Depuis cette date, Monsieur [K] [O] fait l’objet d’une hospitalisation complète au sein de L’EPS DE [Localité 7].
Le 19 Août 2024, la directrice de l’établissement a saisi le juge des libertés et de la détention aux fins de poursuite de l’hospitalisation complète de Monsieur [K] [O].
Le ministère public a fait connaître son avis par conclusions écrites du 21 août 2024.
A l’audience du 22 Août 2024, Me Jane WERY , conseil de Monsieur [K] [O], a été entendu en ses observations.
L’affaire a été mise en délibéré à ce jour.
MOTIFS
Sur les conclusions de nullité:
Maître WERY dépose des conclusions de nullité au motif que le certificat médical de 72 heures a été rédigé le 16 août 2024, seulement 24h après le certificat des 24 heures qui lui est daté du 15 août 2024 alors même que le délai de 72 heures imparti à l’établissement hospitalier pour lui permettre de faire une nouvelle évaluation de l’état de santé du patient n’était pas écoulé.
Attendu que le texte impose un délai butoir de 72 heures mais n’interdit pas pour des raisons pratiques évidentes d’établir le certificat dans le cours de ce délai ce qui a été fait en l’espèce.
Que par ailleurs, la preuve d’un grief n’est pas rapportée, un avis motivé ayant été établi parle Docteur [X] [M] le 21 août 2024.

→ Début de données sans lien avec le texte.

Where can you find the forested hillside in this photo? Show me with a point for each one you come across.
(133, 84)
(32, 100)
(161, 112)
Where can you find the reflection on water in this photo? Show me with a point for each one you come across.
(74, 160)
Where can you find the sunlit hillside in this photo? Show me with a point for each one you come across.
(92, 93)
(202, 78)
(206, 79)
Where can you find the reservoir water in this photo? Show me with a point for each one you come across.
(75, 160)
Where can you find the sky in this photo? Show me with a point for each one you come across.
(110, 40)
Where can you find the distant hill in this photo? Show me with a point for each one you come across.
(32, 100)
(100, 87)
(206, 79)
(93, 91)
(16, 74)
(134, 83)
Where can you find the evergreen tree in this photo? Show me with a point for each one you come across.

Qu’il convient de rejeter le moyen soulevé.
Maître WERY soulève un autre moyen de nullité concernant l’urgence qui selon elle n’est pas suffisamment démontrée.
Attendu que le certificat des 24 heures établi par le docteur [Z] le 15 août 2024 mentionne que le patient a été hospitalisé via les urgences de [Localité 6] pour trouble du comportement avec errance sur la voie publique , comportement inadapté et délire de persécution. Qu’il n’adhère pas aux soins et nécessite une mise en observationjustifiant le maintien de la mesure de SDT en hospitalisation complète.
Que l’urgence apparaît ainsi suffisamment justifiée
Qu’il convient de rejeter le second moyen soulevé.
Sur la poursuite de la mesure de soins psychiatriques
Aux termes de l’article L. 3212-1 du code de la santé publique, une personne atteinte de troubles mentaux ne peut faire l’objet de soins psychiatriques sur la décision de la directrice d’un établissement mentionné à l’article L. 3222-1 du même code que lorsque les deux conditions suivantes sont réunies :
1° Ses troubles mentaux rendent impossible son consentement ;
2° Son état mental impose des soins immédiats assortis soit d’une surveillance médicale constante justifiant une hospitalisation complète, soit d’une surveillance médicale régulière justifiant une prise en charge sous la forme mentionnée au 2° de l’article L. 3211-2-1.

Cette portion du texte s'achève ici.